In business, this means discovering relationships between customers, their purchases, and their behaviors.  But it’s not only for businesses.  The International Consortium of Investigative Journalists also used Neo4j to enable investigative journalists across the globe to discover previously hidden relationships between politicians and offshore tax havens.  So whether your interest is in tracking the relationships between customers, between politicians and tax havens, detecting financial fraud, or tracking the spread of infectious diseases, this seminar will give you a new tool to discover the relationships of interest to you.

Statistical Foundations of Data Science

(Dr. Subhankar Dhar)

After completing the seminar, you should be able to:

  1. Understand basic statistical principles often used by data scientists
  2. Apply common statistical tools and techniques used in Data Science
  3. Use Python and Jupyter Notebook to analyze large datasets
  4. Visualize and interpret results for decision making

The seminar has three aspects: analysis of data for inferential thinking, computational thinking, and real-world applications for decision making. Given data arising from some real-world phenomenon, how does one analyze that data so as to understand that phenomenon? The seminar delves into important statistical concepts along with relevant computer programming fundamentals, in conjunction with hands-on analysis of real-world datasets.

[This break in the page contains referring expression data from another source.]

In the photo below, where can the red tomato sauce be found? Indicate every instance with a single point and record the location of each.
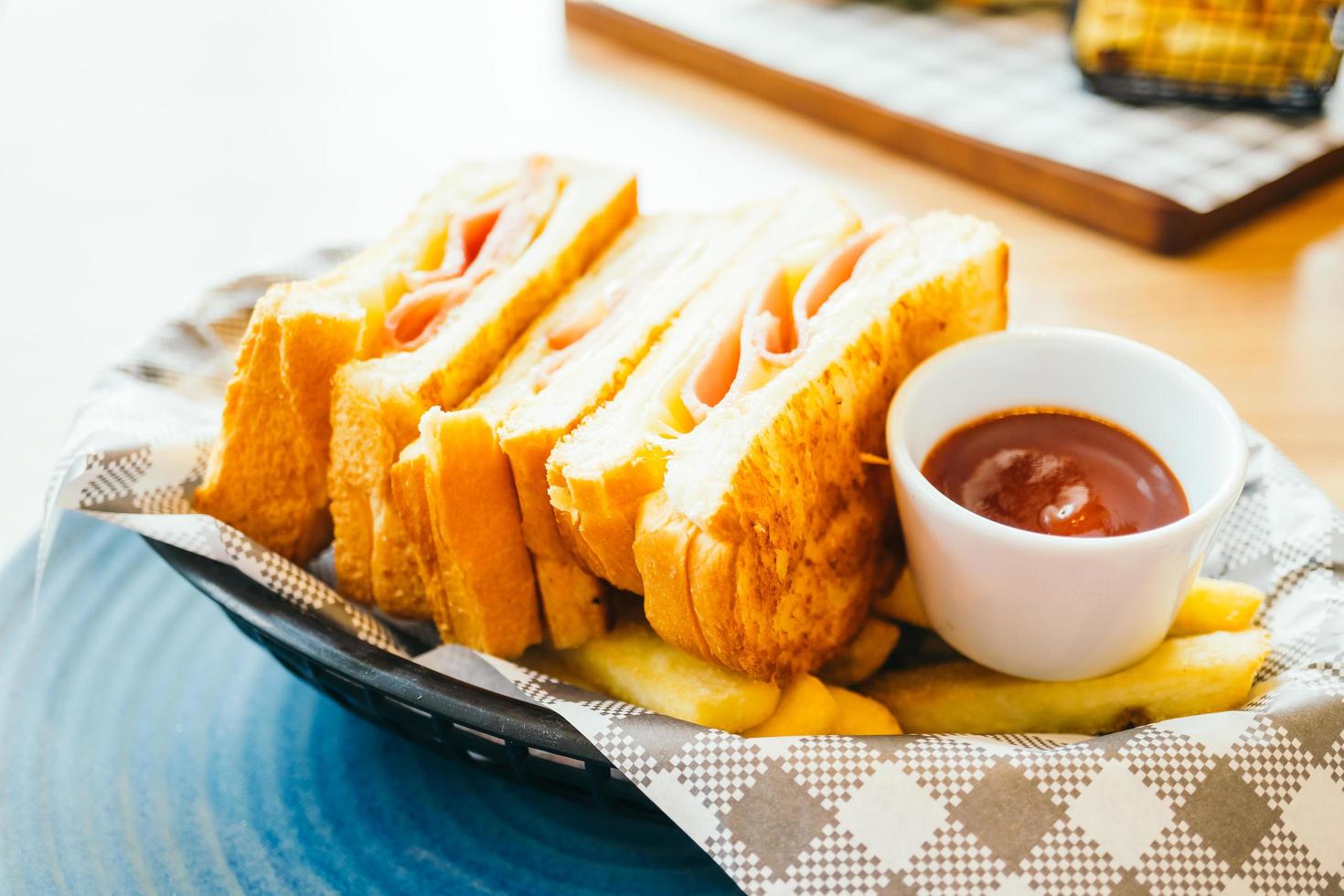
(1057, 473)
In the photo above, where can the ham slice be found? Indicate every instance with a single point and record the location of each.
(772, 328)
(480, 242)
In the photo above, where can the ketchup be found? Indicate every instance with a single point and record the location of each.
(1057, 473)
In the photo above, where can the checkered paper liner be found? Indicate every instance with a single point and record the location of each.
(1234, 802)
(1007, 80)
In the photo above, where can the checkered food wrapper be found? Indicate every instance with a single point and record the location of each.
(1232, 802)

Spark and Jupyter (Dr. Scott Jensen)

After participating in the seminar and completing the post-seminar assessment to obtain your digital badge, you should be able to:

  1. Load data into Spark DataFrames and ask basic questions of your data using PySpark
  2. Understand the importance of documenting your work and using markdown in Jupyter notebooks
  3. Create basic visualizations in Jupyter
  4. Share and publish your results

Apache Spark and Jupyter notebooks are currently two of the hottest tools in data science.  Through a web-based interface you can explore, and experiment with large datasets without extensive coding.  In this seminar you will be using these tools to explore a large dataset and visualize your results.

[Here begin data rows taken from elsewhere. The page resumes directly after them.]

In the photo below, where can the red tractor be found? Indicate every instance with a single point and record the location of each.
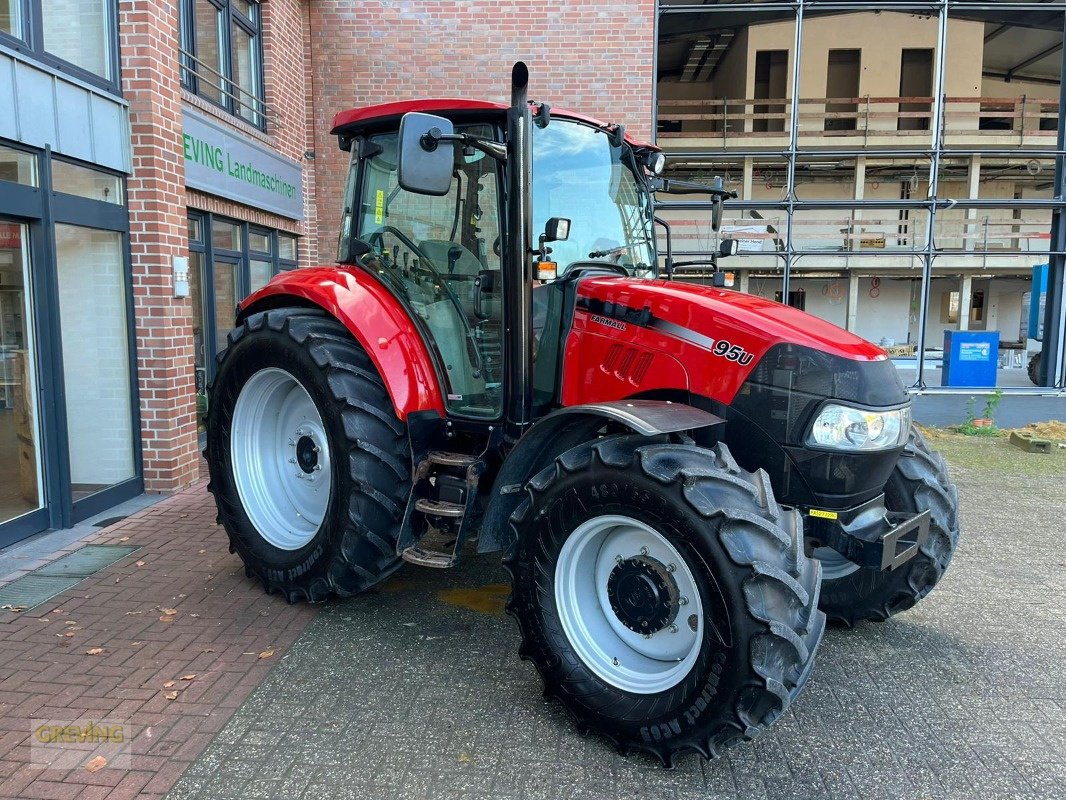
(685, 480)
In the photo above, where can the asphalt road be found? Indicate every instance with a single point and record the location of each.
(415, 690)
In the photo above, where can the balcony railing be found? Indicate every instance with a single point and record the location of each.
(209, 83)
(851, 116)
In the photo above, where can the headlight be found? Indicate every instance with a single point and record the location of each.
(844, 428)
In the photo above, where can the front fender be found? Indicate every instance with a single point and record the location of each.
(376, 320)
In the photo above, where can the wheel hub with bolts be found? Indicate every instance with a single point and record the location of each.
(643, 594)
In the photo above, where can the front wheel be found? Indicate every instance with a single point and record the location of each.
(920, 482)
(663, 595)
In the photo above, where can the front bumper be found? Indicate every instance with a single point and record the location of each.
(869, 534)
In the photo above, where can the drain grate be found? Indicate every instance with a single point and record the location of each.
(46, 581)
(32, 590)
(83, 562)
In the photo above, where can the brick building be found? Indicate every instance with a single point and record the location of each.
(159, 160)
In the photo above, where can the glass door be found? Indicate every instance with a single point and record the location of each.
(21, 484)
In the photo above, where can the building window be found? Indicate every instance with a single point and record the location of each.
(74, 35)
(222, 58)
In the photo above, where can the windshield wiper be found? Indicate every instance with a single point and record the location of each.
(615, 251)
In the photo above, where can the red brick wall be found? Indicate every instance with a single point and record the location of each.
(158, 233)
(590, 56)
(158, 202)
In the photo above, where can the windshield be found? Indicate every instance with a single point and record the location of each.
(579, 175)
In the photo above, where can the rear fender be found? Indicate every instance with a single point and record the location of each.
(374, 317)
(565, 429)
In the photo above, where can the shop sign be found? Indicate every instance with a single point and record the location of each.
(222, 162)
(11, 237)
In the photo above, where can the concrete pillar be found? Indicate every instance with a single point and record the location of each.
(973, 191)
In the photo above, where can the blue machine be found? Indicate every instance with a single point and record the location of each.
(970, 358)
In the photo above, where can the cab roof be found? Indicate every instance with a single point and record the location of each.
(346, 122)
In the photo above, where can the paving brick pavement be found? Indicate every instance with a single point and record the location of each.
(415, 691)
(221, 623)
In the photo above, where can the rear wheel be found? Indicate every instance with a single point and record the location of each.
(663, 595)
(920, 482)
(309, 464)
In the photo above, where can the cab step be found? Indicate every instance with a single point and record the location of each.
(442, 510)
(429, 558)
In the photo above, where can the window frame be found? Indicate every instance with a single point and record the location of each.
(32, 43)
(229, 90)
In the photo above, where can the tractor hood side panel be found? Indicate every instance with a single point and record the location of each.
(374, 318)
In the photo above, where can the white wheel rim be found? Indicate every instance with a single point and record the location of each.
(623, 657)
(834, 565)
(280, 459)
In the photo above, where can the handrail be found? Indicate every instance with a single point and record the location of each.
(194, 66)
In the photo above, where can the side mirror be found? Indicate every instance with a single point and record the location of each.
(556, 229)
(425, 161)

Jupyter and Spark are being used by data scientists at some of the largest web-based companies in the Silicon Valley. Apache Spark allows them to explore large datasets in varied formats to quickly identify patterns in the data. Jupyter notebooks allow them to not only visualize and document their results, but also easily share them with colleagues.

Brief summary for poster:

You will use some of the hottest web-based tools in data science to explore a large dataset, visualize your analysis, and publish your results.